Post: Deputado propõe selo para empresas que apoiam mulheres vítimas DE violência

Deputado Alex Sandro propõe selo para empresas que apoiam mulheres vítimas de violência, promovendo inclusão e autonomia financeira.

Na última quarta-feira (13), o deputado estadual Alex Sandro, do partido Republicanos, apresentou um projeto de lei na Assembleia Legislativa de Mato Grosso que visa criar o selo estadual “Empresa Amiga da Mulher Recomeço”. A proposta é um reconhecimento para empresas que se comprometem a oferecer oportunidades de emprego e reintegração profissional a mulheres que foram vítimas de violência doméstica e familiar.

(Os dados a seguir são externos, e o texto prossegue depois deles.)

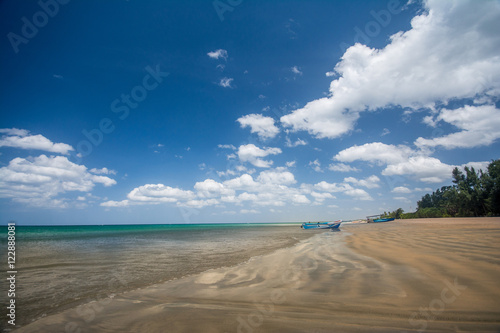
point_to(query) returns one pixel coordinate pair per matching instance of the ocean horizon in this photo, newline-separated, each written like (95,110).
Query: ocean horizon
(61,267)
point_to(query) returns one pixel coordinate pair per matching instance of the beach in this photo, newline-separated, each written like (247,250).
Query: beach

O projeto de lei nº 582/2026, conforme detalhado pelo deputado, é uma iniciativa que busca incentivar o setor privado a desenvolver ações de acolhimento, inclusão produtiva e fortalecimento da autonomia financeira feminina. O selo terá um caráter honorífico e educativo, sem implicar em benefícios fiscais ou obrigatoriedade de contratação por parte das empresas.

Importância da iniciativa no combate à violência contra a mulher

A proposta surge em um contexto onde a dependência financeira é um dos principais obstáculos que impedem muitas mulheres de romperem o ciclo da violência. De acordo com Alex Sandro, a falta de renda própria e de oportunidades profissionais mantém essas mulheres em situações de vulnerabilidade. “Esse selo é para reconhecimento de empresas que queiram dar oportunidades à mulheres vítimas de violência. Uma forma de demonstrar que a empresa é amiga, defensora e apoiadora da reconstrução de uma parte da vida de muitas mulheres, que de alguma forma, foram destruídas devido à violência doméstica”, afirmou o deputado durante a apresentação do projeto.

Diretrizes para adesão das empresas

As empresas interessadas em obter o selo poderão aderir voluntariamente à iniciativa, implementando ações como:

  • Oferta de vagas de emprego para mulheres vítimas de violência;
  • Programas de qualificação profissional;
  • Políticas internas de acolhimento;
  • Combate ao assédio no ambiente de trabalho;
  • Flexibilização temporária da jornada em casos específicos.

Essas ações visam criar um ambiente corporativo mais seguro e humanizado, promovendo a inclusão e a autonomia das mulheres que enfrentam situações de violência.

Campanhas educativas e parcerias

Além de reconhecer as empresas que se destacam nessa área, a proposta também prevê que o Poder Público promova campanhas educativas e ações institucionais para divulgar o selo. O objetivo é estimular parcerias com entidades empresariais, organizações da sociedade civil, instituições de ensino e órgãos de proteção à mulher, ampliando o alcance da iniciativa e fortalecendo a rede de apoio às vítimas.

Próximos passos para a proposta

Após a apresentação, o projeto segue agora para análise nas comissões da Assembleia Legislativa, onde será discutido antes de ser submetido à votação em plenário. O sucesso da proposta dependerá do apoio dos parlamentares e da mobilização da sociedade civil em torno da causa.

Essa iniciativa é um passo importante na luta contra a violência de gênero, que ainda é uma realidade alarmante no Brasil. Com a criação do selo, espera-se que mais empresas se unam ao esforço de combater a violência e promover a inclusão, contribuindo para a construção de uma sociedade mais justa e igualitária.